I like this post because it makes me long for a simpler time, when my biggest problem was… well, I don't even know what kind of problems I had at that age, but I can guarantee I'd prefer them to the current selection.
That chai tea sounds perfect right now.
Posts like these are my favorite. Thanks for adding to my good morning :)
Ah yes, farina…I thought I was the only one who had it served up for me and my 6 siblings…scrambling for the one seat that everyone wanted because it had the new shiny screws on top replacing the old ones…numerous fights and pushing for *that* chair and feeling like a king with that special bowl of warm milky grainy mush….Wow- I'm 6 again! Thanks…
Just caught the article in the NY Post (via primetime).

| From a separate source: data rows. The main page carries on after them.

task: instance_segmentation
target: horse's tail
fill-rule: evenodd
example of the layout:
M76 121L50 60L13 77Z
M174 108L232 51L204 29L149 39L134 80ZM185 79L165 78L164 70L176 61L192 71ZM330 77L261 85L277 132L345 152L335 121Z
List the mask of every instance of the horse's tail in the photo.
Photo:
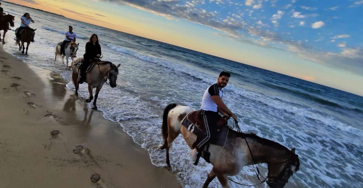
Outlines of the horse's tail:
M162 133L163 134L163 138L164 139L164 142L166 142L168 139L168 114L169 111L175 108L178 106L178 104L172 103L166 106L165 109L164 110L164 113L163 114L163 124L161 127Z

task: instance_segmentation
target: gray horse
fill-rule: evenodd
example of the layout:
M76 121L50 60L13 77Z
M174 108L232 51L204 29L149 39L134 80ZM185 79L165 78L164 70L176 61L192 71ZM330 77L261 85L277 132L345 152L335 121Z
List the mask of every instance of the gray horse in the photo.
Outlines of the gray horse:
M164 143L159 149L166 149L166 163L169 169L171 169L169 148L179 134L182 133L191 149L196 140L196 136L180 125L185 116L194 110L190 107L176 104L171 104L164 110L162 128ZM265 180L270 187L283 187L293 172L298 170L300 162L295 153L295 149L290 150L277 142L253 134L238 133L231 129L229 132L224 147L210 144L209 160L213 168L203 187L208 187L216 176L223 187L230 187L228 176L235 175L244 166L254 164L244 138L248 143L256 163L267 163L268 172Z
M78 65L79 61L83 61L83 58L79 58L72 61L72 80L73 84L76 87L76 95L78 95L78 89L79 84L78 83ZM86 102L90 102L93 99L92 90L96 88L95 93L94 100L93 101L93 108L95 110L97 110L96 101L98 97L98 93L101 90L103 84L106 82L106 79L110 81L110 86L114 88L116 86L116 80L118 75L118 68L120 64L117 66L112 64L110 61L98 61L93 66L91 69L86 73L87 81L88 84L88 91L89 92L89 98L86 101Z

Do you just do back flips and slap yourself in the fact (to make sure it's real) every time you read something like that and realise (for the upteenth time) ….."that's me!"
Cause I would.
I would, too, Buffy!
Can't wait for your book tour to Chicago, Stephanie!
And I just have to add…the scabs, oh so gross slash hysterical! I'm totally laughing at how, in one moment in time, our minds trigger such funny memories!

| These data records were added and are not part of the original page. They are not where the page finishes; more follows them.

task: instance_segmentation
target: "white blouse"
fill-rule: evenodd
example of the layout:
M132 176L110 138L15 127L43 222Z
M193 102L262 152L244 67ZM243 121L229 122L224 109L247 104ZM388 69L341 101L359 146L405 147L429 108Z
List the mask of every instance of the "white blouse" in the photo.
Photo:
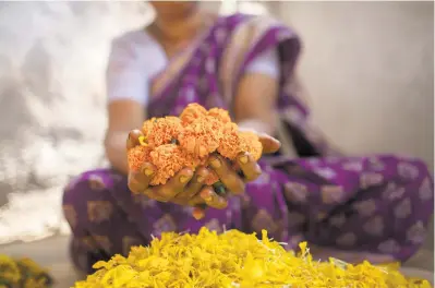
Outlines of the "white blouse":
M153 37L144 31L129 32L112 41L107 68L108 100L131 99L146 106L149 100L149 81L168 64L168 58ZM246 67L245 73L263 73L279 77L279 58L276 48L258 55Z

Ah- farina- you just took me back to my youth….well spent in Miami before it became a scene…fighting(five brothers)for the one stool that had the new shiny screws in it- and to feel like a king with that chair and a bowl of that hot steamy farina…with bananas and syrup of course…Wow, I will have to go buy a box this week and share it with my lil daughter!!
Your food descriptions are always right on. I felt like I was eating cream of wheat and drinking chai. Although I like my cream of wheat with brown sugar and maple syrup. Maypo is good too.

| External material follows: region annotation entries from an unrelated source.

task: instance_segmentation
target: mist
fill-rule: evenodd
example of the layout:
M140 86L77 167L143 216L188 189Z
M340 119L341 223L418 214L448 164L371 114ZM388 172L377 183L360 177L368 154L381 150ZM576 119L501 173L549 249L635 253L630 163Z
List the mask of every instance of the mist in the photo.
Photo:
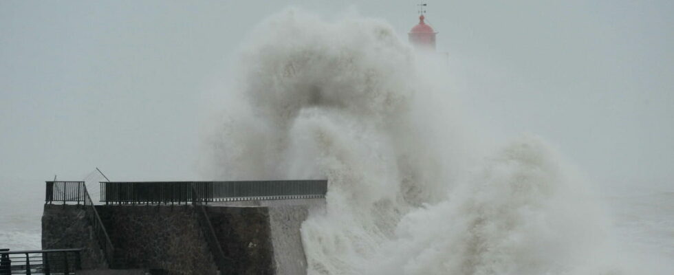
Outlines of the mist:
M279 170L287 177L325 176L301 168L311 163L251 167L215 162L221 169L213 170L204 147L228 138L214 138L219 129L212 127L213 121L222 118L223 107L246 108L234 104L241 98L227 92L247 81L237 74L241 53L256 38L252 34L260 23L288 6L312 10L320 21L372 19L388 25L404 47L406 32L417 21L415 4L0 3L0 186L6 190L0 207L16 213L3 217L2 228L25 231L9 225L35 221L26 226L39 230L43 181L54 174L83 179L95 166L113 180L271 177L281 175ZM468 160L436 154L442 155L433 156L442 160L442 167L475 167L479 160L472 159L493 155L488 154L530 133L577 166L580 177L598 189L595 196L672 191L671 3L428 5L427 21L439 32L437 48L448 54L449 65L446 74L437 75L414 63L411 74L421 76L411 89L437 93L426 101L435 104L428 110L431 113L423 115L451 118L448 128L461 130L448 144L461 144L450 148L461 148L455 155ZM412 64L391 65L403 74ZM429 85L424 77L442 82ZM248 126L262 127L252 117L246 119L236 123L252 121ZM411 121L419 127L415 130L432 131L436 125ZM465 142L473 140L478 140ZM259 170L249 170L254 168ZM451 177L457 175L451 169L428 177ZM19 204L24 206L8 206ZM671 214L671 205L662 207ZM671 246L662 249L671 252Z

Wow, I thought Stephanie's post was all warm & fuzzy, but after reading 3 teens' mom's comments, I got all mushy and teary eyed. It killed me.
3 teens' mom – You must be a great mom and have some pretty fantastic kids!
I swear this post could have come straight from my own mouth….
When I was little I used to make Cream of Wheat all the time for myself. I would purposefully let it cool enough to form a skin on top, eat that off, then let it cool all over again to form another skin! It was especially yummy if I stirred sugar in before it cooled. Then it was a sweet skin! Sounds kinda gross, but it was so yummy! Thanks for writing this!
The lunch packing thing is amazing. I didn't realize it for a long time, but the fact that my mom worked afternoons (nurse) and still made sure our lunches were always packed…well, it had to be a giant pain in the ass. But it definitely made us feel happy and loved.
Nice article. Mr. Big. Hmm, I'm beginning to think you're Mrs. Big due to all your success and fame. And you can have my pudding skin. I'm with Emeril. Saran wrap it, babe.
No matter what time of year I drink it, chai reminds me of the Christmas season, of winter and gift-wrapping and fuzzy scarves. I love how something as simple as a warm drink can take you back in time.
Thanks for bringing back such wonderful childhood memories. I, too, was brought up on cream of wheat. It was part of our Saturday morning ritual. The best part for me were the lumps – you know, those things that form when you cook it too long. I always requested extra lumps. Great post.
Hey ‘chai’ means tea right ? I’m an Indian and chai is tea in my language.
I thought it probably has a diff meaning in English … but as far as the description and the comments go … I think its one and the same.
Plz post the link for the NY post article.